Bei den Barrier Reverse Convertibles reagierten die Anbieter in den letzten turbulenten Wochen mit Weiterentwicklungen der Auszahlungsprofile. Haben solche Zusätze auch den entsprechenden Nutzen für die Anleger?

Rüthemann: Der Markt hat den Ruf, dynamisch und innovativ zu sein. Zudem ist die Konkurrenz unter den Anbietern gross. Viele Emittenten sind bestrebt, sich durch Weiterentwicklungen zu profilieren. Meiner Meinung nach sind solche Nuancen im Auszahlungsprofil meistens nur Modeerscheinungen. Innovationen setzen sich bei den Anlegern nur selten nachhaltig durch und etablieren sich neben den bewährten Grundstrukturen (Kapitalschutz, Renditeoptimierungs- und Partizipationsprodukte). Im Verkauf und im Einsatz der Instrumente gibt es auch Grenzen für Innovation. Letztlich müssen die Kunden die Produkte verstehen und ihre Vor- und Nachteile kennen. Hat man nicht tagtäglich mit strukturierten Produkten zu tun, ist es eine Herausforderung, mit der Innovationsgeschwindigkeit mitzuhalten.

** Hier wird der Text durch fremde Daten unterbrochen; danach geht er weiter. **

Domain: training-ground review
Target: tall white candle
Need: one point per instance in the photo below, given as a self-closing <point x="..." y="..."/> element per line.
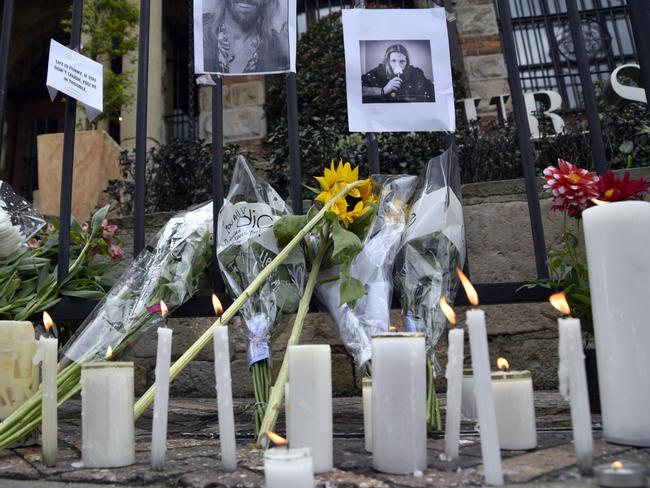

Auch die Kosten strukturierter Produkte werden immer wieder thematisiert. Sind sie zu hoch?

Rüthemann: Die Konkurrenz unter den Anbietern ist wie gesagt gross. Solange die Preisbildung unter Konkurrenzbedingungen zustande kommt, erhalten Anleger attraktive Dienstleistungspakete. Natürlich ist es für den Privatanleger nicht immer ganz einfach, die unterschiedlichen Instrumente hinsichtlich der preislichen Effizienz zu vergleichen. Immerhin sieht er ganz klar, welche Leistung er mit dem erworbenen Auszahlungsprofil per Verfall erhält. Bei Anlagefonds weiss er wohl, was er bezahlt, aber nicht, was er erhalten wird.

Welchen Weg geht man bei Wegelin & Co hinsichtlich strukturierter Produkte in der Zukunft?

Rüthemann: Wir werden uns wohl nicht Richtung mehr Komplexität in den Auszahlungsprofilen bewegen. Unser Fokus liegt weiter auf dem sinnvollen Einsatz der Produkte im Kontext der Vermögensverwaltung. Wir stellen unseren Kunden einfach verständliche und effizient gepreiste Instrumente zur Erreichung ihrer Anlageziele bereit. Ausserdem bieten wir unsere Erfahrung und unser Know-how für massgeschneiderte Produktlösungen auch externen Partnern an.